Tyler, The Creator was first brought into his public spotlight when he started his own record label and alternative hip-hop group in 2007 called OFWGKTA (Odd Future Wolf Gang Kill Them All). Initially meaning to be just a magazine to showcase underground self-producing artists like himself, Tyler’s project went a long way, quickly transforming into a group of some of the most influential artists of pop music that wrote, produced, recorded, designed, and filmed a majority of their content on their own.

I could easily classify my entire middle school experience as a whole with a pair of socks with donuts on them thanks to this group because shortly after its formation they were all anyone my age seemed to ever talk about. Nowadays creativity in the popular music genre is so rare that the praise for artists who classify themselves to be singer-songwriters like Katy Perry and Taylor Swift is immense even though they rely on a team of songwriters and image shaping managers to give them that title, yet somehow his creativity is still overlooked.

Not only does Tyler create his music on his own, but also the environment for it to be listened to. Since 2012, Tyler has hosted a music festival called Camp Flog Gnaw where I saw him perform for the first time. At the festival, I met people that flew into the country for the sole purpose of seeing him perform and saw many concert-goers being interviewed by big-name reporters like Vogue and Billboard to report on their experiences.

This festival features some of the biggest names in today’s music, including two artists that were recognized on Forbes most recent music category of 30 Under 30, Migos and Playboi Carti. Unlike other music festivals I have been to, Tyler’s was easy to navigate my way through as one of the applications he has designed for smartphones is dedicated to helping festival goers coordinate the times and locations for sets, food services, and merch stores.

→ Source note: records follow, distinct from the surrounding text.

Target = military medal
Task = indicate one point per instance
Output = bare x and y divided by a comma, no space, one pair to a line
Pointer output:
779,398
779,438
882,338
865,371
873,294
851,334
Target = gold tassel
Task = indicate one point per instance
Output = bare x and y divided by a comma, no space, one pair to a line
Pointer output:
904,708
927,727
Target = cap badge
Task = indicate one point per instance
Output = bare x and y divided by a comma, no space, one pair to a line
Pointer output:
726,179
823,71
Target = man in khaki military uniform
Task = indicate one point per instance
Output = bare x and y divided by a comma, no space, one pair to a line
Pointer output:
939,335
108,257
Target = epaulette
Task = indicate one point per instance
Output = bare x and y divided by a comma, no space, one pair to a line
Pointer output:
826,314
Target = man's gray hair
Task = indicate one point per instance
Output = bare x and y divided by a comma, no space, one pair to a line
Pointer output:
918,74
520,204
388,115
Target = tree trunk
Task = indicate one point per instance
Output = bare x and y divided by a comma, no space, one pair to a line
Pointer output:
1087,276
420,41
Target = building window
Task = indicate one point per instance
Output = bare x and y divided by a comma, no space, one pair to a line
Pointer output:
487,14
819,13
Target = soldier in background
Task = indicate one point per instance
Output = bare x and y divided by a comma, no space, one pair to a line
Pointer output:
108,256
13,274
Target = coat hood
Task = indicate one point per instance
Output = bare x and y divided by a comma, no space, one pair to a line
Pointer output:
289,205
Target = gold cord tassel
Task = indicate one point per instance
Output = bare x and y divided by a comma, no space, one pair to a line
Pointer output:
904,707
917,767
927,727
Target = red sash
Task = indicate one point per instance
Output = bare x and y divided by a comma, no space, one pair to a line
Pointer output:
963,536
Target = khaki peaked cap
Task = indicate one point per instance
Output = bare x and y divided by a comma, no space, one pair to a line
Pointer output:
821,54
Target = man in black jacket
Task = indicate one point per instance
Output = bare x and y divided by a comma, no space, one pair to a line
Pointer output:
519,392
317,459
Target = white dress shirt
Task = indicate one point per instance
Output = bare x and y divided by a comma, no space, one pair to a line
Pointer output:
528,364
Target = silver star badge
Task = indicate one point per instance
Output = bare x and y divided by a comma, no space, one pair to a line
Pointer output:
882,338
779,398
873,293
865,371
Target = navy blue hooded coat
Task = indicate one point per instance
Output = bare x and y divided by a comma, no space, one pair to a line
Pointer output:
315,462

As I followed the application’s directions to get from place to place, I found myself passing many eye-catching installations like a 40-foot minion wearing overalls covered in patches designed by Tyler himself. Although Tyler has been recorded making statements about not caring about fashion, he has has a huge part in the direction that street fashion has gone over the past decade with his ahead of the curve eye for what is “hip.”

Having made over a quarter-million on his Odd Future socks, I think it is justified when Tyler wrote in a song “Oh you wearin' Vans and Supreme this season? Stop lyin' to yourself . . . me the reason.” What started out as a pop-up shop in Los Angeles has transformed into an empire in the fashion industry with a permanent store in the most famous street in LA for fashion (Fairfax), lines of shoes with both Converse and Vans that have consistently sold out on every release date, and recognition from and collaborations with high end fashion names. To be so influential in an industry that you don’t even care about says a lot about how innovative and looked up to you are.

It is hard to classify exactly who Tyler’s fanbase is because it ranges so wide, but this just goes to show how versatile his art is. To be able to reach out to people of all ages- children with his cartoon, teens with his music and fashion, adults with his TV show, and older people with his online series- is a quality that showcases the true reach of the influence Tyler’s art has.

With all that he has done within his career, every aspect of his work has showcased the qualities of what Forbes claims to look for in its candidates for 30 Under 30. It is not hard to access the work Tyler has done thanks to his app that allows access to videos, photos, clothing, music, articles, tour dates, other events, and pretty much anything he likes, so what Forbes does not see in him I do not know.